I began writing a paranormal romance February of 2011 and stopped a couple of months later to write A Year to Remember. Currently, I’m back to work on that paranormal. I recall writing scripts for plays as a teenager, but I haven’t written anything other than nonfiction since college.
I’m a corporate attorney and work as In-House Legal Counsel for a scrap metal company in Detroit. I also have two elementary aged children who keep me hopping with all their extracurricular activities and PTA events. I try and write while they do their homework and after they’ve gone to sleep. I’m also a book addict- I read a book a day. Luckily, I’m a speed reader! My husband has been a tremendous help and support.
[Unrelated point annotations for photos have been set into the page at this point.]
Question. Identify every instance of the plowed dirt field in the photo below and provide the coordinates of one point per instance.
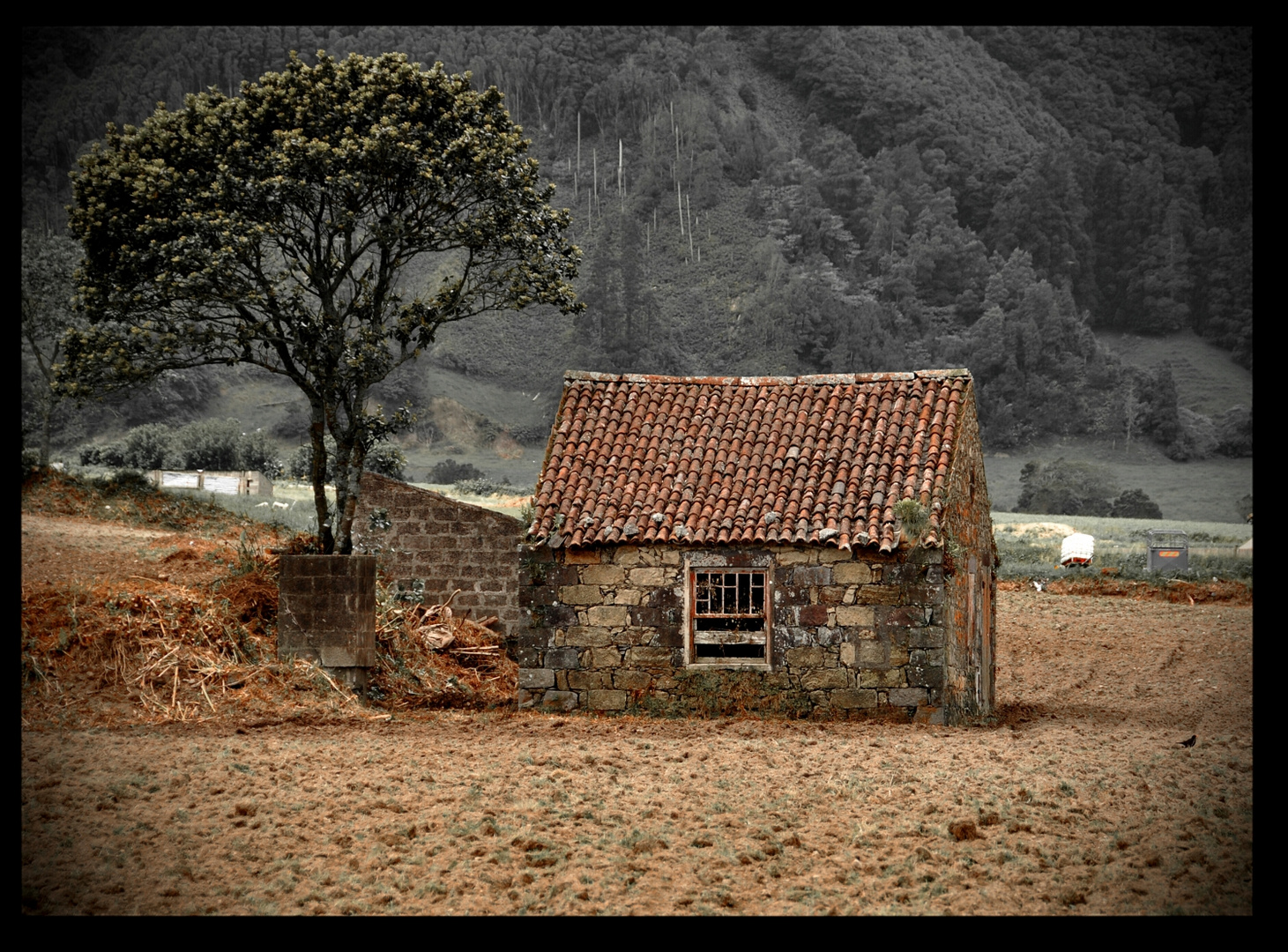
(1078, 799)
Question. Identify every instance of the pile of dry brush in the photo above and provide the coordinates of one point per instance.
(428, 656)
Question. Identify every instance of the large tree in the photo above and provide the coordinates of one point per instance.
(48, 270)
(322, 226)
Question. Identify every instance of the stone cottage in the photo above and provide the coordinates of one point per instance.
(712, 545)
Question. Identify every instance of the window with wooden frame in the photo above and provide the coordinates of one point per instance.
(728, 616)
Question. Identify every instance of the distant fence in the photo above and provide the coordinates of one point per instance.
(246, 482)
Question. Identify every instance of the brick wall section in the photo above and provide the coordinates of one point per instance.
(969, 533)
(447, 545)
(852, 634)
(326, 609)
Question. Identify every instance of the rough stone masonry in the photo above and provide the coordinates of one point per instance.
(850, 634)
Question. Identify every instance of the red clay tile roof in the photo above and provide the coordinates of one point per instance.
(746, 460)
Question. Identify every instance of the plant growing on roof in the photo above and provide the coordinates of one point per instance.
(913, 519)
(277, 228)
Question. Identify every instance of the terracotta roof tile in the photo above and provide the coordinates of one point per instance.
(746, 460)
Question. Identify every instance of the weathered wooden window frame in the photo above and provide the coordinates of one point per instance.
(693, 614)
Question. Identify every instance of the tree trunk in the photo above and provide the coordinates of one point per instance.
(317, 474)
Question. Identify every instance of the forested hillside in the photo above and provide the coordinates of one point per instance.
(763, 200)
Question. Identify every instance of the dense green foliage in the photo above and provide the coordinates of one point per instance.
(818, 198)
(276, 228)
(1080, 488)
(217, 444)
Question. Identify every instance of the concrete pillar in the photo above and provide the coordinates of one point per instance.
(326, 612)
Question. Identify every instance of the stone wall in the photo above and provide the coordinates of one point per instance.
(970, 576)
(443, 545)
(326, 612)
(852, 634)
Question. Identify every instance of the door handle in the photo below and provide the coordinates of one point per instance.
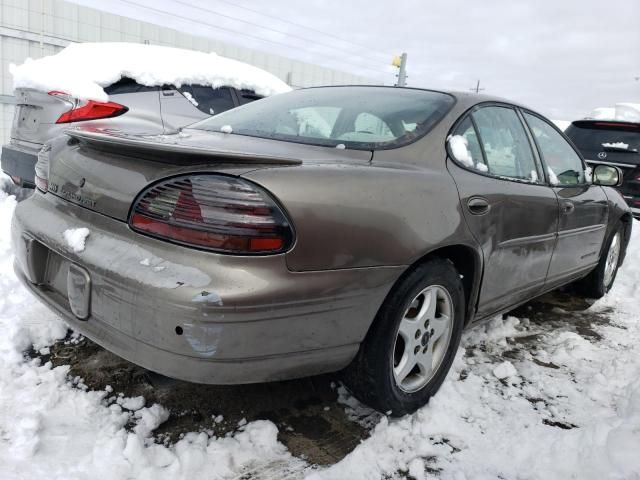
(568, 207)
(478, 205)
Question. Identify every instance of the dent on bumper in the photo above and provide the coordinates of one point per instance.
(241, 319)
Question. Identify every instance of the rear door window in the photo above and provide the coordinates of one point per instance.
(505, 143)
(207, 99)
(466, 146)
(564, 165)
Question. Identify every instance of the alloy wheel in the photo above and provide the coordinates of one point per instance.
(423, 338)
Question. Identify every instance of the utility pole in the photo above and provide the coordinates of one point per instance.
(477, 88)
(401, 64)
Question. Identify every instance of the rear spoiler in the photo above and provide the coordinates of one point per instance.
(167, 149)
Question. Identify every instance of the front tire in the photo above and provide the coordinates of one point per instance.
(600, 280)
(411, 345)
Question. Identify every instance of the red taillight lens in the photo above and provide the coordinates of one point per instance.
(92, 110)
(215, 212)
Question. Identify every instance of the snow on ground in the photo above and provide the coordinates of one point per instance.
(525, 399)
(83, 69)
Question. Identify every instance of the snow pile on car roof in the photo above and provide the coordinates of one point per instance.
(83, 69)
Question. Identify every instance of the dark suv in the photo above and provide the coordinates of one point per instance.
(612, 142)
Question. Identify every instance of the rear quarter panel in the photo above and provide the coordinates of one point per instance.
(363, 216)
(618, 209)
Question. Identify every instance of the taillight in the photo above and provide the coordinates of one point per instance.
(216, 212)
(87, 110)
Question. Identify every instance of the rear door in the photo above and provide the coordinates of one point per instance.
(509, 208)
(583, 207)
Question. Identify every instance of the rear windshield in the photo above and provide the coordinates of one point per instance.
(127, 85)
(598, 139)
(365, 118)
(208, 99)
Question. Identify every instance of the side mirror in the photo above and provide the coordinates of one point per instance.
(607, 176)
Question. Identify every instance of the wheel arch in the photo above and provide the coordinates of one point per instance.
(466, 259)
(627, 221)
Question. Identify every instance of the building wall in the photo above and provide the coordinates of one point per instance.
(37, 28)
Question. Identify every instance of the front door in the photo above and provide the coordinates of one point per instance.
(508, 206)
(583, 207)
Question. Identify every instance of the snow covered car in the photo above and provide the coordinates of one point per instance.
(612, 142)
(358, 227)
(133, 87)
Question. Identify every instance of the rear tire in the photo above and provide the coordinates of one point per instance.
(600, 280)
(419, 324)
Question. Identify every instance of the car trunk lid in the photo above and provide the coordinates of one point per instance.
(105, 171)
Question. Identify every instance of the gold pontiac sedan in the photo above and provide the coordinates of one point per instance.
(355, 228)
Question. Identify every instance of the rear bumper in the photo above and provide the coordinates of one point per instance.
(20, 162)
(242, 319)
When her younger brother marries on her twenty-ninth birthday, food addict Sara Friedman drunkenly vows to three hundred wedding guests to find and marry her soul mate within the year. After her humiliating toast becomes a YouTube sensation, she permits a national morning show to chronicle her search. With the help of best friend Missy, she plunges head first into the shallow end of the dating pool.
Her journey leads her to question the true meaning of soul mates, as she decides between fulfilling her vow to marry before her thirtieth birthday and following her heart’s desire. But before she can make the biggest decision of her life, Sara must begin to take her first steps towards recovery from her addiction to food.
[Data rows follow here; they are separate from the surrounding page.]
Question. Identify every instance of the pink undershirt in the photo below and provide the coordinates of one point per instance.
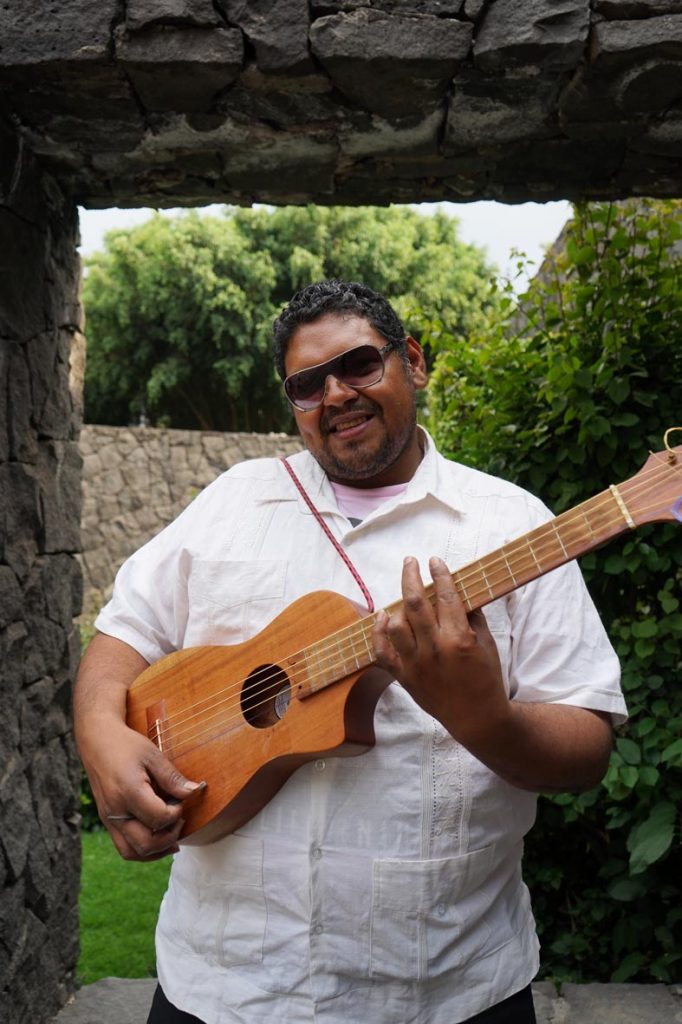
(356, 503)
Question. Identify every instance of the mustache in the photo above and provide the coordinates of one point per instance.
(357, 407)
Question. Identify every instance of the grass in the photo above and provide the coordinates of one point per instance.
(119, 906)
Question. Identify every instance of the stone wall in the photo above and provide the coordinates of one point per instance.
(41, 352)
(136, 480)
(164, 102)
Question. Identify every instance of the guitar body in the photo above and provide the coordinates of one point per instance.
(243, 718)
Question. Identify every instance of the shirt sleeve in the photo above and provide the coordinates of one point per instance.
(148, 605)
(560, 651)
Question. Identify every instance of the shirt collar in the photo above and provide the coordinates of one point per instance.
(433, 477)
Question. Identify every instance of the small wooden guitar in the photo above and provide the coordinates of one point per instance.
(245, 717)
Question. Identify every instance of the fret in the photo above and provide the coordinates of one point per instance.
(533, 554)
(503, 552)
(481, 566)
(554, 526)
(515, 563)
(353, 652)
(460, 587)
(370, 651)
(589, 525)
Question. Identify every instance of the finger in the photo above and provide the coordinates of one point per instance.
(161, 810)
(419, 615)
(168, 778)
(384, 650)
(450, 609)
(135, 842)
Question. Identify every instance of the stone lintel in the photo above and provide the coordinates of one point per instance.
(180, 69)
(31, 36)
(144, 13)
(370, 55)
(278, 31)
(551, 34)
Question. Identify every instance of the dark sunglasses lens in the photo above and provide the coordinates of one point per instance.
(358, 368)
(307, 388)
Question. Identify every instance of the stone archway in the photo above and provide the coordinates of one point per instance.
(167, 102)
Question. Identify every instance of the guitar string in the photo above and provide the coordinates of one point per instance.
(547, 532)
(333, 662)
(216, 718)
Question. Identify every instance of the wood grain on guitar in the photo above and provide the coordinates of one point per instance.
(245, 717)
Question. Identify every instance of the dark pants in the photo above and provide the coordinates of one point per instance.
(516, 1010)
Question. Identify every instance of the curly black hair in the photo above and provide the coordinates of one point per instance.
(336, 297)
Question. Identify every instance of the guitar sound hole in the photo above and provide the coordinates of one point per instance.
(265, 696)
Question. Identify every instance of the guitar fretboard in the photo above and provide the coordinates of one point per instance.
(554, 543)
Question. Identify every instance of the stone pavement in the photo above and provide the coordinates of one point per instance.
(124, 1000)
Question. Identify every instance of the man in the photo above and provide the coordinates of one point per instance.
(384, 888)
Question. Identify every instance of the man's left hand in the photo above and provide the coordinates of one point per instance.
(444, 657)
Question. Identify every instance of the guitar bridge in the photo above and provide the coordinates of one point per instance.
(157, 726)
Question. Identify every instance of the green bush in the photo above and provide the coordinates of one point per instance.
(563, 393)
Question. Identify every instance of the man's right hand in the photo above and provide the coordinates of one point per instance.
(137, 791)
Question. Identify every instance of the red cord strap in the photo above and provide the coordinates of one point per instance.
(353, 571)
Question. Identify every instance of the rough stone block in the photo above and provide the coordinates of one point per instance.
(58, 474)
(11, 914)
(180, 69)
(621, 1004)
(15, 816)
(436, 8)
(474, 119)
(536, 163)
(78, 31)
(23, 276)
(621, 9)
(382, 137)
(393, 66)
(544, 997)
(663, 139)
(619, 46)
(10, 596)
(142, 13)
(19, 510)
(284, 109)
(278, 30)
(551, 34)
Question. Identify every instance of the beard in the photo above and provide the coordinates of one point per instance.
(360, 461)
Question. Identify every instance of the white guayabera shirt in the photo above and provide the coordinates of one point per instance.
(385, 887)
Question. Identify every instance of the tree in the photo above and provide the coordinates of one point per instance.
(179, 310)
(564, 394)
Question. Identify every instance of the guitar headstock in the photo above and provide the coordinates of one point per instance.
(654, 494)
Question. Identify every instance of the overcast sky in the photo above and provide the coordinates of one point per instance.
(499, 228)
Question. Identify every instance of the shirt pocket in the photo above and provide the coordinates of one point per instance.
(221, 902)
(230, 601)
(419, 927)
It’s a very broad category. Women’s fiction can have romance, but it doesn’t have to and it’s not expected to follow a formula like a traditional romance novel. For example, my book is written from Sara’s point of view only. There’s no hero.
Women’s fiction doesn’t have a clear definition. In fact, I don’t think most people outside of the publishing industry are aware that the category exists. It’s shelved with general fiction in the stores. Personally, I define it as stories about women, written for women. The books often focus on friendship and family relationships rather than romance. Additionally, women’s fiction doesn’t always end with a happily-ever-after.
I’m working on a sequel to A Year to Remember, revolving around Missy, Sara’s best friend. She has a huge story that I hint to in my current book. Somehow in the middle of writing the manuscript, Missy demanded to have her own book to tell her side of the story. I like the idea that different people have different perceptions. When I write the same scene from a different point of view, will it change how the reader perceives it as well?
I’m currently working on a paranormal romance which I hope to be the first of a seven book series. I have the general outline of each book prepared. I even have an idea for a spin-off of the series. My first love has always been paranormal romance. Even as a child, I was obsessed with ghosts, vampires and paranormal occurrences. My favorite writers are Sherrilyn Kenyon, Kresley Cole and Gena Showalter and I’m obsessed with Joss Whedon.
I used to be a huge fan of sweet, but since I gave up sugar two and a half years ago, I’ve lost my taste for it. So, I’m gonna say sour, although I prefer salty over both sweet and sour.
When I ate ice cream, I preferred chocolate. In fact, when I was a child, my parents took my brother and me to buy a dog and on the way home, we stopped at Dairy Queen. I had a complete meltdown because they were out of chocolate and instead, I had to settle for a vanilla cone with that hard shell chocolate. I had just gotten a puppy and I was crying over ice cream!